The play, "Prayer for the French Republic," by Joshua Harmon, is about a Jewish family agonizing over their identity in the face of what they view as rising antisemitism in France. As the NYT reviewer puts it, "they want to be part of country that may never fully accept them" and after an ugly incident, at least one member of the family wants to move to Israel. "It's the suitcase or the coffin," he says.
In "The Last One," a young Muslim woman living in a Paris Suburb agonizes over whether she can be fully a French citizen without giving up other parts of what she views as elements of her identity.
Other Muslims living in France are apparently increasingly coming to the conclusion one can't if a Feb. 13, 2022 New York Times Story entitled "The Quiet Flight of Muslims from France" is correct.

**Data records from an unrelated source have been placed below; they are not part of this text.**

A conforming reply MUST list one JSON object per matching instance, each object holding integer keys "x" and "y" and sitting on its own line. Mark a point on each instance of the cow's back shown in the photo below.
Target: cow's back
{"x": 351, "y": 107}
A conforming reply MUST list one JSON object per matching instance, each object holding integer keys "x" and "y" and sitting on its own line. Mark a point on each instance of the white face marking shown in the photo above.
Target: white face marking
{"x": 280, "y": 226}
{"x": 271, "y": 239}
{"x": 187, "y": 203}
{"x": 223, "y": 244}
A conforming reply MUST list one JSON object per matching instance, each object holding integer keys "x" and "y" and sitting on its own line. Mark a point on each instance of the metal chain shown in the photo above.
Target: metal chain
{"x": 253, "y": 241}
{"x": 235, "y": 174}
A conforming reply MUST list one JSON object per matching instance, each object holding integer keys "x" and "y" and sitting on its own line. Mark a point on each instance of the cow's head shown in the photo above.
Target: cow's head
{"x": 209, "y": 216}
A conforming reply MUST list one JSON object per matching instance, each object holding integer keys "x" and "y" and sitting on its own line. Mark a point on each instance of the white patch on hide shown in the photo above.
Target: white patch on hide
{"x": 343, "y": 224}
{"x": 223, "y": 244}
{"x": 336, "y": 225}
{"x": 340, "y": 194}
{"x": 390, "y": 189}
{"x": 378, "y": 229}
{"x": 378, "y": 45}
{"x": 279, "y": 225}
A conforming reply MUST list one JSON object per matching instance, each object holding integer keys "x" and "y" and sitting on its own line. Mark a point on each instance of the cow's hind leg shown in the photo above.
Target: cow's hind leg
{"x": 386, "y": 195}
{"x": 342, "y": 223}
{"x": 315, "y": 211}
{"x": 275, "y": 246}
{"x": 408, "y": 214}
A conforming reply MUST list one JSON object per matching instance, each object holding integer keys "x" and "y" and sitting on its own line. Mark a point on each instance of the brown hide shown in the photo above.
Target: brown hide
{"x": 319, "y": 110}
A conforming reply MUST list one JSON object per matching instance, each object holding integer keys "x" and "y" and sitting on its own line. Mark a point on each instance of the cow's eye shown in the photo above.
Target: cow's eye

In both the play and the book, the individuals in question are dealing with what is increasingly being called intersectionality. People see themselves as having various strands of identity that insect in certain ways -- sometimes positively, sometimes negatively -- that often fail to comport with a national identity of shared sociopolitical and cultural values.
There is arguably nothing new about this -- I'm thinking of Leopold Bloom's encounter with "the citizen" -- in James Joyce's "Ulysses" -- but for some reasons these issues seem to be increasingly coming to the fore.